I've been wrong a lot. I'm wrong less often as I get older, so I'm learning something.

Your post reminds me of this song:
http://www.youtube.com/watch?v=mdZxcwHsN0E
 
Protoman said:
he really thinks he is

In my opinion he's being slightly harsh in his judgement of you but everything he's said about relationships is right. You will get over her and you will be as happy as Larry. The sooner you realise this the better.
 
Zefan said:
In my opinion he's being slightly harsh in his judgement of you but everything he's said about relationships is right. You will get over her and you will be as happy as Larry. The sooner you realise this the better.


Exactly.


You say your not like other people? you are mate, your human. As has been said time and time again it really wont bother you in the far to distant future.

but you need to sort your act out, you say you want to be her best friend?

if you say that becuase you just wanna stay close to her incase one day ya know somethings happens again thats not being a best friend, thats being a tool.

if you truley want to be her best friend. Ie you would put her life and well being before yours then you wont be "what if"'ing for the rest of your life.. cos if you are thats no best friend mate.



Regardless of you getting over it and stuff, just do whats right for her :)

good luck
 
I think we understand your point Fox.

Protoman, please read the advice in this thread and take in on board.

Please don't instantly reject it like I would have when I felt like you do now, it took me a lot longer than it should have done to sort my head out on my own than it would have if I'd listened to advice.
 
Look Protoman, understand that a lot of the people replying are older and therefore quite well versed on such experiences as that of which you are currently experiencing. You are not the only guy in existence to suffer from unrequited love.

Your head will be a mess at the moment, flooded with emotion so what we're trying to explain to you may seem patronising or even repetitive, but it's because a lot of us have already been there! When you get your head on straight, and trust me on this -- it will happen. You'll look back and realise what we're trying to tell you for yourself. Unfortunately, experience is sometimes the only adequate teacher.

I'm going to assume that like you've said -- you're her best friend but she doesn't share your feelings? You've fallen into that horrible place known as the 'friend'. Girls say they want sensitive guys, but have you ever noticed that they rarely, if ever pick said nice guy? They usually go for arrogant idiots because they mistake that for confidence. At least until they grow up, and at eighteen you still have a long way to go. I'm only 21 and I can already recognise that. You've got to learn to stand up on your own two feet, get what you want instead of moping about. By the sounds of it, you've become her emotional doormat. Signals tell you you're getting close to something but in reality it's a mistake.
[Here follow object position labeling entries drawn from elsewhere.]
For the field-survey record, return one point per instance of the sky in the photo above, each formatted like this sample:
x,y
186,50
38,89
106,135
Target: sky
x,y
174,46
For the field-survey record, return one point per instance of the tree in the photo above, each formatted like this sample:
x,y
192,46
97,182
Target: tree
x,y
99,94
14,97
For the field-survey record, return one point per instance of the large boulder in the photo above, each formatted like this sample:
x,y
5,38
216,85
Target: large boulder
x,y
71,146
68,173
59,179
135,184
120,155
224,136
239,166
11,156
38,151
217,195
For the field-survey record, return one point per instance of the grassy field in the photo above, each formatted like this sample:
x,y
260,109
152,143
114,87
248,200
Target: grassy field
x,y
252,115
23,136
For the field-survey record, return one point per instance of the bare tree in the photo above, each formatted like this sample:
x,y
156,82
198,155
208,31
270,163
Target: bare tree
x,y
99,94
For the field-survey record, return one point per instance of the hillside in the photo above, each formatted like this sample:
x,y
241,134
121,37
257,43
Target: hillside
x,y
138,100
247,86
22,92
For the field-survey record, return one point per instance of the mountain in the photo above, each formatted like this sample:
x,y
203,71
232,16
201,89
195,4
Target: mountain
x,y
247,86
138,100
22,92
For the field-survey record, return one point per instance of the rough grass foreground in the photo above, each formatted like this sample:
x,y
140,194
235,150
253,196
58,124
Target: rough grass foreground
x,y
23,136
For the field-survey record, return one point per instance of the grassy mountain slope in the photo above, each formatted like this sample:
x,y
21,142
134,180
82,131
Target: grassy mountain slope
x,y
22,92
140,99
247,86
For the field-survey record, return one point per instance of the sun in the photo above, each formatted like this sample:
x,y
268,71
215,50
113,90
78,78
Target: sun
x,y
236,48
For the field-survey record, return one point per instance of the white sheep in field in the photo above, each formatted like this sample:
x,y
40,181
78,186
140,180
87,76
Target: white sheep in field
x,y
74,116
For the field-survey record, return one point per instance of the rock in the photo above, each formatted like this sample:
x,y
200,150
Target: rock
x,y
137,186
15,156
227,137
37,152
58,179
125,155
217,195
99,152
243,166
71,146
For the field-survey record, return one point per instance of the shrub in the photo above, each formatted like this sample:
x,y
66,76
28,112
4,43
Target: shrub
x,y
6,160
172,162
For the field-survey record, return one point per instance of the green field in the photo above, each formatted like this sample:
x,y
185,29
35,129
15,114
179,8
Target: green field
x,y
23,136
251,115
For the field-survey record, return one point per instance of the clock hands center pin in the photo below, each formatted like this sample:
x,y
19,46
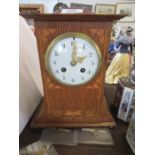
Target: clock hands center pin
x,y
74,53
Also, don't go wearing your heart on your sleeve in future as you'll only cause yourself more harm. Girls, as much as we may have been led to believe otherwise are very immature at your age and just love to play games.
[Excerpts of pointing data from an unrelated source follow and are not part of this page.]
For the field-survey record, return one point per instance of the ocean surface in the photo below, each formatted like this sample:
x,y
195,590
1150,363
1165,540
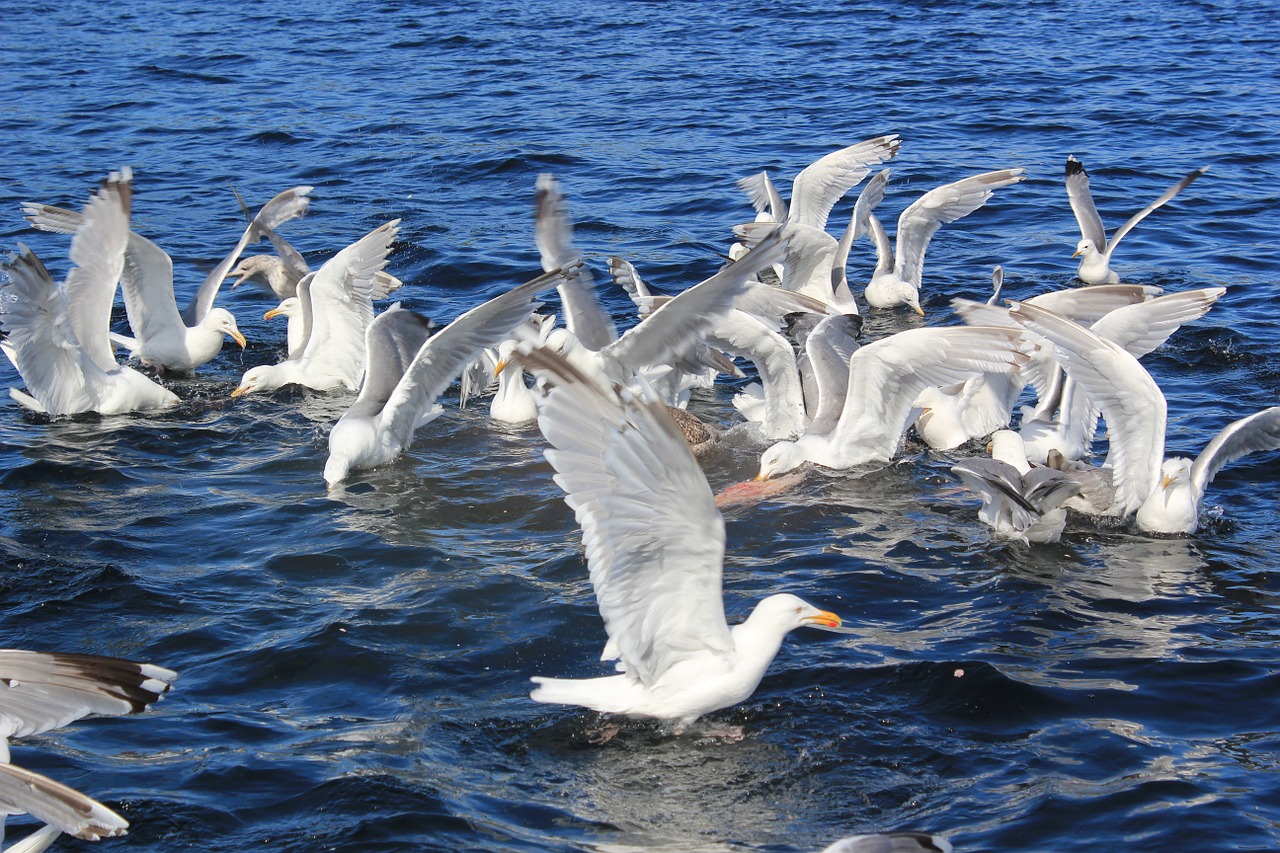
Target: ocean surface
x,y
355,666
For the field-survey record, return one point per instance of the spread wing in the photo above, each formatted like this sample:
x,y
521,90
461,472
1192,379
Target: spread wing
x,y
342,305
654,539
41,690
97,252
1123,391
284,206
553,229
63,808
918,223
1258,432
41,342
1082,204
886,377
439,361
1142,214
826,181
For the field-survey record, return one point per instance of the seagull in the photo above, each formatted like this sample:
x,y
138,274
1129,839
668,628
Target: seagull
x,y
56,334
899,265
1165,492
1095,250
407,370
885,378
1019,501
675,328
654,546
296,309
60,808
341,296
282,272
284,206
41,690
553,231
816,260
1138,328
891,843
1174,507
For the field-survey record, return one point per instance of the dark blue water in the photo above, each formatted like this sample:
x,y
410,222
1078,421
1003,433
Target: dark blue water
x,y
355,669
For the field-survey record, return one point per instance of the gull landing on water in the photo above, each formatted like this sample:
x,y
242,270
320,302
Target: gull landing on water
x,y
1095,250
656,548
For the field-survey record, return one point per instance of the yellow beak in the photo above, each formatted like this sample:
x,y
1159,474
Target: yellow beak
x,y
824,619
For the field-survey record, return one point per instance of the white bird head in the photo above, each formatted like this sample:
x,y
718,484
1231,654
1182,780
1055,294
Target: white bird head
x,y
260,378
780,459
1084,247
787,612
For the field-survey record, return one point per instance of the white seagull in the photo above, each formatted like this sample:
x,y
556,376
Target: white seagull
x,y
341,309
885,379
42,690
1166,493
654,546
56,334
407,370
284,206
1019,501
900,264
1095,250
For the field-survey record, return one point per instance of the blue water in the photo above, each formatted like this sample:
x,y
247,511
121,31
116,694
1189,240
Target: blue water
x,y
355,667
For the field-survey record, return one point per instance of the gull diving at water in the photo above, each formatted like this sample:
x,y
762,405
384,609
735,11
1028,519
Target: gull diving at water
x,y
40,692
885,379
58,334
1095,250
654,546
1019,501
163,337
1164,493
408,369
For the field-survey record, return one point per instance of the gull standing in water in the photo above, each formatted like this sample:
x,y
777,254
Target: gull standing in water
x,y
654,546
56,334
1019,501
341,296
1095,249
885,379
40,692
1164,493
407,372
900,264
814,261
156,265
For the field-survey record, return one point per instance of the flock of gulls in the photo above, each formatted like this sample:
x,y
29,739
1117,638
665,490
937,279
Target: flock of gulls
x,y
1031,378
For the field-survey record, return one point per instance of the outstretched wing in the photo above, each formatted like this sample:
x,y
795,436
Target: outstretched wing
x,y
653,536
1258,432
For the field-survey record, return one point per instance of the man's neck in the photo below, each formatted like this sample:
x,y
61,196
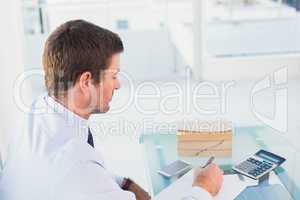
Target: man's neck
x,y
71,106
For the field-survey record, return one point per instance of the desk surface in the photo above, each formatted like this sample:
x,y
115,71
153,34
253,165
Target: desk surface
x,y
160,150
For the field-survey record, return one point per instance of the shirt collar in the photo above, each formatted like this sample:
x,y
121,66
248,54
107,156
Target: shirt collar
x,y
71,119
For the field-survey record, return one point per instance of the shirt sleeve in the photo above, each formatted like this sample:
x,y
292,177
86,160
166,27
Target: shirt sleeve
x,y
93,182
197,193
118,179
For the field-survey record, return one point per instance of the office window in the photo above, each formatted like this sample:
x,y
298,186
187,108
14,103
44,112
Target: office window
x,y
251,27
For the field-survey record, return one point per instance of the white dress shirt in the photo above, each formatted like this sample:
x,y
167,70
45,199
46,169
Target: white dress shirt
x,y
51,159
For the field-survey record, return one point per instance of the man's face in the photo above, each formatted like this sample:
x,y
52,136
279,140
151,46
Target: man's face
x,y
103,92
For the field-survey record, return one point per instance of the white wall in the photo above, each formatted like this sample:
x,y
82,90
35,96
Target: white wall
x,y
11,65
249,68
There is truth in some clichés though. What doesn't kill you makes you stronger and time does heal all wounds. They're clichéd for a reason ;)
 
Sinque said:
ahahaha.gif
 
Nix said:
Also, don't go wearing your heart on your sleeve in future as you'll only cause yourself more harm. Girls, as much as we may have been led to believe otherwise are very immature at your age and just love to play games.

Amen to that, so so true. :cool:
 
I think it's quite scary just how much people rely on internet forums for advice.
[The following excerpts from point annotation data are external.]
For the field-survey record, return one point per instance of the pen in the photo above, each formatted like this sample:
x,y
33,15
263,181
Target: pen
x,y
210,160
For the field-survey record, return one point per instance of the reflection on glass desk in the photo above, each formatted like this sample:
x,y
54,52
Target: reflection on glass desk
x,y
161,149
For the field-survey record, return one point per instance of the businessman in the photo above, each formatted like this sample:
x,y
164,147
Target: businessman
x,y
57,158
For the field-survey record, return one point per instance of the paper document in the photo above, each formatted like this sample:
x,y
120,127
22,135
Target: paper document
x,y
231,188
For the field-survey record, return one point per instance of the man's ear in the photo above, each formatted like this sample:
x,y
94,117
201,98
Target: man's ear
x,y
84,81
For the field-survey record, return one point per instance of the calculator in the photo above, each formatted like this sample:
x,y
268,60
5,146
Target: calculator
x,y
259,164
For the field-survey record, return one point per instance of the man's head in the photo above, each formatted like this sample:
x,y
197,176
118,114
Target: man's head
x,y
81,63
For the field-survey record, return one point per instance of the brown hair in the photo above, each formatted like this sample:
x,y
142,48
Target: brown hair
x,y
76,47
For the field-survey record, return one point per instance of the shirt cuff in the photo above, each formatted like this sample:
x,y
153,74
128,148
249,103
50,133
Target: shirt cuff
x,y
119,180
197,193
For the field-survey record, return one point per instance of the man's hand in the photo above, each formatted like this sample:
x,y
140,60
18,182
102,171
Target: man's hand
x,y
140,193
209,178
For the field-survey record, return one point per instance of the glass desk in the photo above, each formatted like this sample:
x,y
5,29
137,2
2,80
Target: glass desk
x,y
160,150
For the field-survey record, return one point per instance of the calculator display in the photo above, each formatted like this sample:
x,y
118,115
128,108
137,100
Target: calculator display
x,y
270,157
I mean, I grew up without the internet. Whenever I thought I was 'in love' and it all went to pot, I didn't have forum members telling me what to do or how to go without her... how on earth did I survive?!?! :eek:

Now don't think I'm having a go (hell, I've posted quite a few threads here asking for advice) but this thread has really made me realise... what will it be like in 10 years time? Virtual agony aunts?!?